Robert Alexander

No. 35, 31
- Position: Running back

Personal information
- Born: April 21, 1958 Charleston, West Virginia, U.S.
- Died: June 7, 2022 (aged 64) St. Albans, West Virginia, U.S.
- Listed height: 6 ft 0 in (1.83 m)
- Listed weight: 185 lb (84 kg)

Career information
- High school: South Charleston (South Charleston, West Virginia)
- College: West Virginia
- NFL draft: 1981: 10th round, 269th overall pick

Career history
- Los Angeles Rams (1981–1983); San Diego Chargers (1984)*; Los Angeles Express (1985);
- * Offseason or practice squad member only

Career NFL statistics
- Rushing yards: 31
- Rushing average: 3.9
- Receptions: 2
- Receiving yards: 3
- Stats at Pro Football Reference

= Robert Alexander (American football) =

American football player (1958–2022)

Robert Alan Alexander (April 21, 1958 – June 7, 2022) was an American professional football running back who played collegiately for the West Virginia Mountaineers.

==College career==
Alexander's career began at South Charleston High School, where he was the high school football national player of the year his senior season as picked by Parade Magazine. He then attended West Virginia over USC, Penn State, Ohio State and Maryland. On his freshman campaign, Alexander shared backup time with Walter Easley, behind starting back Dave Riley. Alexander rushed for 426 yards and a touchdown his freshman year.

Alexander shared starting time his sophomore year with Dane Conwell, a freshman, in 1978. Alexander, although sharing carries, rushed for 310 yards, third on the team.

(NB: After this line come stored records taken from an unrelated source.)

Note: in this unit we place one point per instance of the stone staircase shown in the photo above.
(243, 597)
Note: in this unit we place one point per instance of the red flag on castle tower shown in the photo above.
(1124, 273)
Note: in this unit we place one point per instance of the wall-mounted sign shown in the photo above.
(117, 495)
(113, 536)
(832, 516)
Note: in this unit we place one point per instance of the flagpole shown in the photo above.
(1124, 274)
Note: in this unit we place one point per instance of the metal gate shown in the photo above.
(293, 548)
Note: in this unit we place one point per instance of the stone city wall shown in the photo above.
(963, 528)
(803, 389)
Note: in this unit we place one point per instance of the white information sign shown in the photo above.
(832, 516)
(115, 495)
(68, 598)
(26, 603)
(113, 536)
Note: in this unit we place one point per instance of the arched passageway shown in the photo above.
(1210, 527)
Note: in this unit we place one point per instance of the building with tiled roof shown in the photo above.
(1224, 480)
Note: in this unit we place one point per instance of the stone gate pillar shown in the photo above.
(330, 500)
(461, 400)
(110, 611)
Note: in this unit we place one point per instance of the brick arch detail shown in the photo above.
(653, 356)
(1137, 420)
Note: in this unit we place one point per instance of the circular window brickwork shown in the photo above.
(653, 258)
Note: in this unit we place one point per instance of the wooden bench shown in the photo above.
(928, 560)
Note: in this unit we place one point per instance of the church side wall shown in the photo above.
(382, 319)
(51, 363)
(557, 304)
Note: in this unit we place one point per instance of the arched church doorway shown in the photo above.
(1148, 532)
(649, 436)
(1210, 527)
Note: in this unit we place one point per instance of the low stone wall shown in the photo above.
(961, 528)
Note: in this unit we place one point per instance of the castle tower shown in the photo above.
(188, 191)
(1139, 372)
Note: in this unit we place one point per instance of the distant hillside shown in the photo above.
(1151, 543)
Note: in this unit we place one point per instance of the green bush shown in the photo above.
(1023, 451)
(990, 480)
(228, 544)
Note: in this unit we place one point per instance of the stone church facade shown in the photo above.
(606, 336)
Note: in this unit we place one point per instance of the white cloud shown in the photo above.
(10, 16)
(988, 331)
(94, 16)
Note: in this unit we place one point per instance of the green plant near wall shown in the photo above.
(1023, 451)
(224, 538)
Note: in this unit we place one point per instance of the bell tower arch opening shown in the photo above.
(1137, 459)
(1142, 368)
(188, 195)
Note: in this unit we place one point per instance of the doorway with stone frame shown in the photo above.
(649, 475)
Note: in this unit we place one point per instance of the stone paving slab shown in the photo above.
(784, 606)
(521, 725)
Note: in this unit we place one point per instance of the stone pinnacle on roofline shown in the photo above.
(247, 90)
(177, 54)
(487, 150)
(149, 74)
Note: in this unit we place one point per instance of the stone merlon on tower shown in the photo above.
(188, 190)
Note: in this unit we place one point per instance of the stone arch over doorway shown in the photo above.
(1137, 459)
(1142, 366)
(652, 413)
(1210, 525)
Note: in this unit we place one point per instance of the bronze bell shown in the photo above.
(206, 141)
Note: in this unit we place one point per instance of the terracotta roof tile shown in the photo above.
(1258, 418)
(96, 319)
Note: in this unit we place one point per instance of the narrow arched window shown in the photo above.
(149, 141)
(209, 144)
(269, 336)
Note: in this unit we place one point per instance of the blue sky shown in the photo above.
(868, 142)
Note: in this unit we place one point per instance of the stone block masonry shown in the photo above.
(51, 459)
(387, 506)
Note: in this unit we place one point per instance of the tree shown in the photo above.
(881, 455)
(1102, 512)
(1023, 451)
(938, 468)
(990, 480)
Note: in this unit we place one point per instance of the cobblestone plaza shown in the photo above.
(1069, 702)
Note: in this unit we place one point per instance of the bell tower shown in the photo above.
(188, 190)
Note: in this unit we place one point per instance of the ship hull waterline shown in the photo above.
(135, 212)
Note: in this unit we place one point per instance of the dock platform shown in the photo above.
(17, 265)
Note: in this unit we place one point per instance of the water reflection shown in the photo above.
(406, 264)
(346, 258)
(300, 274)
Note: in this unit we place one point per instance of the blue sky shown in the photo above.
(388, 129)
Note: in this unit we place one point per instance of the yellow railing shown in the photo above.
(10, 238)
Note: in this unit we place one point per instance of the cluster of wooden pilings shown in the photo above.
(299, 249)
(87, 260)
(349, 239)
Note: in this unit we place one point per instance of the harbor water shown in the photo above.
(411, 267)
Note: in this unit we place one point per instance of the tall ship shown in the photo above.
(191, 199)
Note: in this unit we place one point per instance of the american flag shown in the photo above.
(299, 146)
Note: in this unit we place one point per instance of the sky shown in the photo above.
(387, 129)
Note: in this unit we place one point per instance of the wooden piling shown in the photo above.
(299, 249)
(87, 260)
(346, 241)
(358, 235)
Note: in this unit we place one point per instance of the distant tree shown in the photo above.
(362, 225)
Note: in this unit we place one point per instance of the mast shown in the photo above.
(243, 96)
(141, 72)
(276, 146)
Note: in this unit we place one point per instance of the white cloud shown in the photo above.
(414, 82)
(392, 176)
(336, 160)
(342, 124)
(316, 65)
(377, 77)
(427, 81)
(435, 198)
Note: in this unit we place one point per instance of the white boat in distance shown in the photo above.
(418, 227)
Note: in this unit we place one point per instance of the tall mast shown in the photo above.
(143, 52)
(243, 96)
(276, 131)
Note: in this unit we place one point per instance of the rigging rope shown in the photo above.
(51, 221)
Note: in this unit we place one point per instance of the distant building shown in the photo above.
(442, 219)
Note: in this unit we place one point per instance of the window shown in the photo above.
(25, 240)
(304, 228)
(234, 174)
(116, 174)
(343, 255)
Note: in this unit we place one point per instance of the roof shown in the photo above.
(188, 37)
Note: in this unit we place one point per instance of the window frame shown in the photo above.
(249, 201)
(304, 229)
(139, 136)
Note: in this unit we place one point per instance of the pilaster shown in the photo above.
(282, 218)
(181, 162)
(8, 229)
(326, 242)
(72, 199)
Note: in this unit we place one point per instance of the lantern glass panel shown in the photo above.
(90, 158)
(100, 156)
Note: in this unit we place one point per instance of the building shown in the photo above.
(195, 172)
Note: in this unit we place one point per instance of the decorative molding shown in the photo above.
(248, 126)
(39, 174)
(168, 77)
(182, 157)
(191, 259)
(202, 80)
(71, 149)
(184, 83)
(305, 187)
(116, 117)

In 1979, Alexander's junior season, he finally became the full starter of the Mountaineers' squad. Alexander rushed for 656 yards and two scores that season, which was the best of his career.

Alexander's best season came in 1980, his final year. Alexander rushed for a career-high and team-high 1,064 yards along with 5 touchdowns that season. At the time, the 4th most yards in a single season in Mountaineer history. At the time he left WVU Alexander ranked 2nd on the schools career rushing yards list.

Alexander is currently ranked 10th on the Mountaineers' all-time rushing yardage list with a career total of 2,474 yards rushing.

==Professional career==
Alexander was drafted in the tenth round of the 1981 NFL draft by the Los Angeles Rams and played for them for two seasons.

== Death ==
On June 7, 2022, Alexander was found dead in his St. Albans, West Virginia, home. There were no signs of foul play.